The three guys who lived here were my customers. They came in regularly and always ordered a turkey club, a tuna melt, and a cheeseburger. If they were feeling festive, they'd share an order of saganaki, a cheese dish I would bring to their table in flames. I had suspected what their kitchen confirmed, that none of them could cook. Last week, one of them had asked me out—the cheeseburger one. I examined his face to see if he was kidding. He smiled at me, earnest and young. He was wearing a wrinkled flannel shirt, and his hair was tousled—obviously he was still in college. He seemed so sweet and well-meaning that I said I would go. We went to see
Exterminating Angel
at the university and ended up in his bed. Now, here I was in his kitchen, fondling his potholder. Unlike mine, his had stains and burn marks all over it. I figured his mother had probably bought it for him at Bloomingdale's and ruining it was his form of rebellion.

Our potholder had hung on the wall next to the stove where it would always be on hand if we needed it. Whereas I was generally completely unaware of my environment, Michael thought of things like that. He picked up after me, smoothed sofa cushions, made the bed, though I never saw the point of making a bed when you would just have to mess it up again. Whenever I came home from class, he'd have exactly the right music on the
stereo as if he had read my mind. He'd make me ice tea with fresh mint in Mexican glassware. Sometimes when the right song came on, we'd do a bop step I had learned in high school. I wondered if cheeseburger guy could do it. I didn't think so. You could tell when people could.

I allowed myself to picture Michael in our back yard, shirtless in the hot sun. I wondered if I would ever again meet a guy with shoulders as beautiful as his, or if I would ever sit in the hot sun again. Everything was dark now, like I had fallen down a hole, and it was my own fault. I held the potholder to my cheek. It smelled burnt.

“Hey,” said a voice above me. My eyes shot open. A burly, disheveled boy stood over me in a blue terry-cloth bathrobe. It was the roommate who ordered tuna melts.

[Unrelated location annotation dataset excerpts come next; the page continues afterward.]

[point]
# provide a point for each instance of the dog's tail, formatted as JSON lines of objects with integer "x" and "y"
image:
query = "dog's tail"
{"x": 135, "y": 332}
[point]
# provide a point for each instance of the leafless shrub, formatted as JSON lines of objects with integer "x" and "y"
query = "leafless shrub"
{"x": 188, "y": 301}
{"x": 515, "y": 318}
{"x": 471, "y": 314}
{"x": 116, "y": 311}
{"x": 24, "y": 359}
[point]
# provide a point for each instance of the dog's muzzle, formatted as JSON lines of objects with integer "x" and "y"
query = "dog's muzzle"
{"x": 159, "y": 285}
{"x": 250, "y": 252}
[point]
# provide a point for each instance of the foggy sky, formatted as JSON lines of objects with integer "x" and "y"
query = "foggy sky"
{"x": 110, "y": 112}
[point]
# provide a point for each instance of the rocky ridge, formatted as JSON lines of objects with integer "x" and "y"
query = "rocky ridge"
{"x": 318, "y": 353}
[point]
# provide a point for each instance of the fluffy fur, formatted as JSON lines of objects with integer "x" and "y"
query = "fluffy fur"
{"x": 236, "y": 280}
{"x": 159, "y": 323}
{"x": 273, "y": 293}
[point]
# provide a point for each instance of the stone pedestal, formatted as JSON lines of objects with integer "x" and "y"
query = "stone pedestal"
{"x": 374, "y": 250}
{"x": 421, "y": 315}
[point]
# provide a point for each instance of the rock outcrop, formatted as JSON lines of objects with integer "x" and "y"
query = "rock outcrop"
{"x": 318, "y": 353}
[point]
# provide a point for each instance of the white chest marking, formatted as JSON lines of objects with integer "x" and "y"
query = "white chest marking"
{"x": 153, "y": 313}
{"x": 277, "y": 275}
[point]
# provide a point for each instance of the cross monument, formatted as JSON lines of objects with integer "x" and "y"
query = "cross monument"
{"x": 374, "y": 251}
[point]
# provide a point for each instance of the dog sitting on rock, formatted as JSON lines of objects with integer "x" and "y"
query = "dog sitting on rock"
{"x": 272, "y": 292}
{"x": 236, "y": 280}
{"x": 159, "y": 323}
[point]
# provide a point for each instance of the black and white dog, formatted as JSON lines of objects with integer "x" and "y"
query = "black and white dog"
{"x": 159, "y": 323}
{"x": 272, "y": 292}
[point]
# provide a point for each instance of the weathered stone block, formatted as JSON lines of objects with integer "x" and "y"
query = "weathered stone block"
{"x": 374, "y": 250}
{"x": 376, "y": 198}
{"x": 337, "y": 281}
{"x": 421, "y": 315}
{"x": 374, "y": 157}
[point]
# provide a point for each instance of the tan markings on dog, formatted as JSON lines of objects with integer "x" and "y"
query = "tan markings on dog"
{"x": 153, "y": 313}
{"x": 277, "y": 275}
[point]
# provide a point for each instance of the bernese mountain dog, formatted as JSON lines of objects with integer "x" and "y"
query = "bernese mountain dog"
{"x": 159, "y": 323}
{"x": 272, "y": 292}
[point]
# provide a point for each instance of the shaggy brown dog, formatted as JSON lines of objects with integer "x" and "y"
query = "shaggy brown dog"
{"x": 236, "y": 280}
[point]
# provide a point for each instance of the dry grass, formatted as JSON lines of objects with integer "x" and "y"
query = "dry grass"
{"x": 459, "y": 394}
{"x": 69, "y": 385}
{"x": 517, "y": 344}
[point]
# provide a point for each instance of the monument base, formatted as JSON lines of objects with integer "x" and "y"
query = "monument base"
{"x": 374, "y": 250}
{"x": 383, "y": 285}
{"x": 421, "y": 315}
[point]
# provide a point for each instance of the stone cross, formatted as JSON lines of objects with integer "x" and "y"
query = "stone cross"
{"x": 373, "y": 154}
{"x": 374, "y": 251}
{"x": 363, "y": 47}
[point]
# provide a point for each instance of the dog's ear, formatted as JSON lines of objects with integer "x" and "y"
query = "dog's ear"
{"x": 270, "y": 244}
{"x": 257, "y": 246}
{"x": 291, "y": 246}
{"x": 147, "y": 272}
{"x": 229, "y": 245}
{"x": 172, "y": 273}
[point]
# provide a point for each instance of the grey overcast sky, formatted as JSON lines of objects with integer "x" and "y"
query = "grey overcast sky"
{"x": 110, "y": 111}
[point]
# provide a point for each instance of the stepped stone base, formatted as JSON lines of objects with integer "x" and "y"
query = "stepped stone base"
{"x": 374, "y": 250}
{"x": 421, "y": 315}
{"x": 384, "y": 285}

“Hey,” I said, casually peeling the potholder from my face and setting it back on the table.

“Where's Lawrence?” Tuna Melt asked. (Cheeseburger Guy's name was Lawrence. I knew how he spelled it because I had looked at his driver's license to see what his name was. I liked to know the names of people I had sex with.)

“He's still asleep. I guess.”

Tuna Melt looked at me with groggy eyes. “Want some coffee?”

“No, thanks. I already had some. Delicious. Well, I need to get going. I want to catch my parents before they leave for work.”

“Okay, see ya.” He was yawning at the sink, pouring water into the kettle as I tiptoed down the long hallway, grabbed my mother's coat from where I had tossed it the night before, and slunk away.